Atmosferin Ağırlığı Altında Neden Ezilmiyoruz?
İşte cevabı...
“Hava” kelimesini duyduğumuzda aklımıza ne gelir? Yağmur, kar, dolu gibi hava olayları mı yoksa mevsimsel sıcaklıklar mı? Aklımıza ne gelirse gelsin çoğumuz havayı soyut bir kavram gibi düşünürüz. Fakat havanın da bir kütlesi var.
Atmosferi oluşturan gazların yani havanın %78’i azot, %21’i oksijendir. Geriye kalan %1’lik kısım ise argon, hidrojen, helyum, neon, metan, kripton, ksenon, karbondioksit ve ozon gibi gazlardan oluşur. Tüm bu gazların toplam kütlesi yaklaşık 5,1 katrilyon tondur (5,1x1018 kilogram). Bu da ortalama 5.100 kilogramlık 1.000.000.000.000.000 tane yetişkin Hint filinin kütlesi kadardır.
Dünya Bu Kadar Ağırlığı Nasıl Taşıyor?
Atmosferin ağırlığı yeryüzüne eşit olarak dağılır. Birim alana etki eden kuvveti ifade etmek için basınç terimi kullanılır. Deniz seviyesinde 0 °C sıcaklık altındaki açık hava basıncı “1 atmosfer” olarak tanımlanır.
Hava basıncı sebebiyle yeryüzündeki her bir 6,5 cm2lik alana etki eden kuvvet yaklaşık olarak 6,8 kilogram kütleli bir bowling topunun ağırlığına eşittir. Yani omzunuzda sadece 6,5 cm2lik bir alanda 6,8 kg’lık bir bowling topunun durduğunu hayal edebilirsiniz. Eğer hava sadece başımızın üzerinde olsaydı hiç kuşkusuz bu ağırlığın alında ezilirdik. Ancak hava her yerdedir: başımızın üstünde, ayaklarımızın altında, kollarımızın ve bacaklarımızın etrafında ve hatta nefes aldığımız için vücudumuzun içinde.

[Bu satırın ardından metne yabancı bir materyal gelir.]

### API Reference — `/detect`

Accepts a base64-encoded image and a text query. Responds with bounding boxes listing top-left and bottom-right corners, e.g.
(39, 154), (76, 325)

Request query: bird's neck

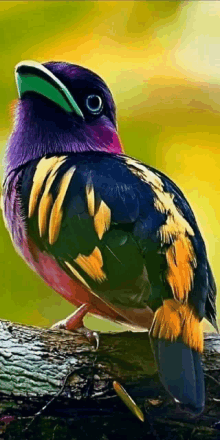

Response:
(5, 99), (123, 176)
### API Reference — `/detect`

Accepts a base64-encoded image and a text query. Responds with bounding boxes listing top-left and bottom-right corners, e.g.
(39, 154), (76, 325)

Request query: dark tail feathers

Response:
(151, 337), (205, 415)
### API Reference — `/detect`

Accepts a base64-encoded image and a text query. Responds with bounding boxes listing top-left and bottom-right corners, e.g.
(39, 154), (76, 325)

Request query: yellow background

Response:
(0, 1), (220, 329)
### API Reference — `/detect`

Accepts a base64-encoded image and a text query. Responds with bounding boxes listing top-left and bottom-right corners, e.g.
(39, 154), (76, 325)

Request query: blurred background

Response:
(0, 1), (220, 330)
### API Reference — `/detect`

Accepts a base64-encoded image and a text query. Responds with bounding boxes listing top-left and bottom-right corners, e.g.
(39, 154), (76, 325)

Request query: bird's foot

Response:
(51, 304), (99, 350)
(76, 326), (99, 350)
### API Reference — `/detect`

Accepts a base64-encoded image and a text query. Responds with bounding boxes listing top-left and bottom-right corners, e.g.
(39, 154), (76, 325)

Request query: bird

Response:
(2, 60), (218, 415)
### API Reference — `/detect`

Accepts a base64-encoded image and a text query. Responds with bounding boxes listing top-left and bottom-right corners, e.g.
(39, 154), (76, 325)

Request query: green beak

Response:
(15, 61), (84, 119)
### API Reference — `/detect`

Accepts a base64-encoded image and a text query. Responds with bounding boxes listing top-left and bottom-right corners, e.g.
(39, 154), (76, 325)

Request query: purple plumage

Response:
(3, 62), (217, 414)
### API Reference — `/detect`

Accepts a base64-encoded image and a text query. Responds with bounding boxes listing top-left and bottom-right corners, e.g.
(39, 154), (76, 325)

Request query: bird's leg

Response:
(51, 304), (99, 349)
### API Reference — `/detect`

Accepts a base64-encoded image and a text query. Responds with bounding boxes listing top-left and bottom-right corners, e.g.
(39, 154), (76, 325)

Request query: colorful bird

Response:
(3, 61), (217, 414)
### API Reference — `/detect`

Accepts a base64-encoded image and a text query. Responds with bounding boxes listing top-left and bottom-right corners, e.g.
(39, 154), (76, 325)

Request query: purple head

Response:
(5, 62), (122, 175)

Ancak hava her yerdedir: başımızın üstünde, ayaklarımızın altında, kollarımızın ve bacaklarımızın etrafında ve hatta nefes aldığımız için vücudumuzun içinde. Bilim insanlarına göre atmosferin ağırlığı altında ezilmememizin sebebi, dışımızdaki hava içe doğru basınç uygularken vücudumuzda akciğer gibi hava dolu olan organlarımızın yanı sıra kan basıncının da dışa doğru bir basınç uygulaması.